En total, el procedimiento puede concluir en menos de un mes.
Resoluciones posibles y consecuencias fiscales
El proceso puede concluir de dos maneras:
- Resolución favorable, cuando el contribuyente logra acreditar la realidad de la operación. En este caso, se deja sin efectos la suspensión de la emisión de CFDI.
- Resolución desfavorable, cuando no se logra desvirtuar la presunción. Los CFDI se consideran falsos con efectos generales y las operaciones no producen efectos fiscales.
Adicionalmente, el SAT puede:
- Publicar el nombre y RFC del contribuyente en su portal y en el Diario Oficial de la Federación.
- Iniciar procedimientos adicionales conforme al CFF.
El impacto también alcanza a quienes reciben CFDI
La reforma no afecta únicamente al emisor.
Los receptores de CFDI declarados falsos deben revertir el efecto fiscal aplicado, presentando una declaración complementaria dentro de los 30 días naturales siguientes a la publicación correspondiente.
Si esta corrección no se realiza en tiempo, el SAT puede restringir temporalmente el Certificado de Sello Digital (CSD) del receptor.
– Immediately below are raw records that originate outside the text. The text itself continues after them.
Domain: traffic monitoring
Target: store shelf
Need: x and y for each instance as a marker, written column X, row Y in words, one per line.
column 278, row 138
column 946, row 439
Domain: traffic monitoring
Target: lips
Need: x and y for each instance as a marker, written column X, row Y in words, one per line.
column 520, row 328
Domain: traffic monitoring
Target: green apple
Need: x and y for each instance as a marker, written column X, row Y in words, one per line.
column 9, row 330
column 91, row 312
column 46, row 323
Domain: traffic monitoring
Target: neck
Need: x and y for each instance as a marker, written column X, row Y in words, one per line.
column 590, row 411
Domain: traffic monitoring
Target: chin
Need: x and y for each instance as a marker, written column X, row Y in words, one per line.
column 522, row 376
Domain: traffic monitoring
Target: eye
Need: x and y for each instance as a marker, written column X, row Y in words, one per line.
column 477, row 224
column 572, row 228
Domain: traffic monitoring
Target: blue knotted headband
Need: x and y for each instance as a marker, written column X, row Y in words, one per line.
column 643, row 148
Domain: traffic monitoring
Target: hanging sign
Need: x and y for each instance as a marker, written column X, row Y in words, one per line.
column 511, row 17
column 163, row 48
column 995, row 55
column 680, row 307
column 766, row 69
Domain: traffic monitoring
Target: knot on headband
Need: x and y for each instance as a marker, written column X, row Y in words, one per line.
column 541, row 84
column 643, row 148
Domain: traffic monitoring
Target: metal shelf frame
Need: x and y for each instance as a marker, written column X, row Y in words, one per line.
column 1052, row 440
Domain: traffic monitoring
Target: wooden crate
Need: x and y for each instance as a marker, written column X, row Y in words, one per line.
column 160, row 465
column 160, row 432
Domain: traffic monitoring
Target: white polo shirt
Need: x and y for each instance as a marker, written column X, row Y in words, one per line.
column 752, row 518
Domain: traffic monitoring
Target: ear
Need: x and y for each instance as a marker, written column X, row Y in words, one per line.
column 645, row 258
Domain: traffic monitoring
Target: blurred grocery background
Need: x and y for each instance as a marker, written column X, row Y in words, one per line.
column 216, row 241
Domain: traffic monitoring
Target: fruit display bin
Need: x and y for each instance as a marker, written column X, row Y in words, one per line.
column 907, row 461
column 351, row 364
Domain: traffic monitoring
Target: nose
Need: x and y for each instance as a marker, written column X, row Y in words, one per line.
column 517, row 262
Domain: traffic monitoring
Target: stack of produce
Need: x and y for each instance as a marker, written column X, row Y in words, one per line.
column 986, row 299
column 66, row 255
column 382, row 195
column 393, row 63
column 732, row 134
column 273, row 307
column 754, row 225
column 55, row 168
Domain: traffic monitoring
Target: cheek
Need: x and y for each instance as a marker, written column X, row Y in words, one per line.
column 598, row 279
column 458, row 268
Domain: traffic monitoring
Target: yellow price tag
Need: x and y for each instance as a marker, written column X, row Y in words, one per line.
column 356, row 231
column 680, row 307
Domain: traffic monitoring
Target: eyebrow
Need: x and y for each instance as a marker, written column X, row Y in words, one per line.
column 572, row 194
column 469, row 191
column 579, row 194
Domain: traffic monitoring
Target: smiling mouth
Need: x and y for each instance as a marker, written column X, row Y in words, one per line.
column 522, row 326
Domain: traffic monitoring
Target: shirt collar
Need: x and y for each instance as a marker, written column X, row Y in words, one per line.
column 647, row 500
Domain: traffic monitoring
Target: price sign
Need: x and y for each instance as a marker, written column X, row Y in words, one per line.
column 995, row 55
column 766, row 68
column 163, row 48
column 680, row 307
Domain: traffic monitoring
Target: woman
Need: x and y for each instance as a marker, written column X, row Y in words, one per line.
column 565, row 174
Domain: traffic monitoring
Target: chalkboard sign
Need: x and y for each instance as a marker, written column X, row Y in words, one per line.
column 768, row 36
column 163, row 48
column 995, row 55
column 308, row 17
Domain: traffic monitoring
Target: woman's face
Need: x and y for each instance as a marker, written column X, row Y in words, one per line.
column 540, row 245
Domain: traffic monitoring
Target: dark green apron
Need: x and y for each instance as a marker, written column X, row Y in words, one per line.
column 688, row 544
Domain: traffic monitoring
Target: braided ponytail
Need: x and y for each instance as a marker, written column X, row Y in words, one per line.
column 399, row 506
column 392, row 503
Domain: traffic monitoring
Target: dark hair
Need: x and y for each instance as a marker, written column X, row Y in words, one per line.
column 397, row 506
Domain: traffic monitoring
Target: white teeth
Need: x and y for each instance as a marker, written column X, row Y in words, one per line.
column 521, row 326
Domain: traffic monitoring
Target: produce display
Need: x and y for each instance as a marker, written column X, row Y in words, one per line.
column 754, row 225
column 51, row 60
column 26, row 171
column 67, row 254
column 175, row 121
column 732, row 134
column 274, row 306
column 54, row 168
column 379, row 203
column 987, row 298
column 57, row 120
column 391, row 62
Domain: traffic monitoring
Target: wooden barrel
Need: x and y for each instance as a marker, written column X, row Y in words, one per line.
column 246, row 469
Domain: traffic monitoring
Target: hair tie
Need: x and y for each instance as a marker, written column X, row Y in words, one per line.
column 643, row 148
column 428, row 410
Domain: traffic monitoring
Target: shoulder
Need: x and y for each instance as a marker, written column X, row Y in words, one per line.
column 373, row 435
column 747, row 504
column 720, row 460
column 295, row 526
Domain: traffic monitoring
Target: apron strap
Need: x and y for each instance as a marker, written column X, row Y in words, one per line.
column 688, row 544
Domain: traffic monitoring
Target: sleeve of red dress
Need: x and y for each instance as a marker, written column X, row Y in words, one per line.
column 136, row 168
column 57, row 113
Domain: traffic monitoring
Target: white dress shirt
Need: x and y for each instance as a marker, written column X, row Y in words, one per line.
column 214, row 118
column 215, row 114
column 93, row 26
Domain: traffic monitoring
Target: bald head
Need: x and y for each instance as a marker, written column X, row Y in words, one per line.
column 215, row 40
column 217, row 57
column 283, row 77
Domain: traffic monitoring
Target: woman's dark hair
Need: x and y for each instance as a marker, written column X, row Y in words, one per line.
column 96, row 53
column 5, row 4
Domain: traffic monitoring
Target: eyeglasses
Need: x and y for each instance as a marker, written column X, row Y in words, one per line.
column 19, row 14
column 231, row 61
Otros ajustes relevantes en materia de CFDI
Este nuevo enfoque se acompaña de medidas adicionales que refuerzan el control fiscal:
- Se redefine el plazo para la cancelación de CFDI, permitiéndola hasta el mes de presentación de la declaración anual del ISR, con aceptación del receptor.
- Se prohíbe condicionar la emisión del CFDI a la presentación de la Cédula de Identificación Fiscal o Constancia de Situación Fiscal.
- Se ajustan los montos de las sanciones por incumplimientos al CFF.
- Se incorporan nuevas causales de restricción y cancelación del Certificado de Sello Digital.
- Se crean nuevos delitos relacionados con la expedición, adquisición o uso fiscal de CFDI declarados falsos.
2026 establece un estándar de cumplimiento más exigente
La reforma no crea un nuevo tipo de CFDI ni modifica su estructura técnica.
Lo que hace es elevar el estándar de fiscalización, colocando en el centro la coherencia entre el comprobante y la operación real que lo respalda.
Desde 2026, emitir correctamente sigue siendo indispensable, pero ya no es suficiente.
La trazabilidad, documentación y consistencia operativa se consolidan como elementos clave del cumplimiento fiscal.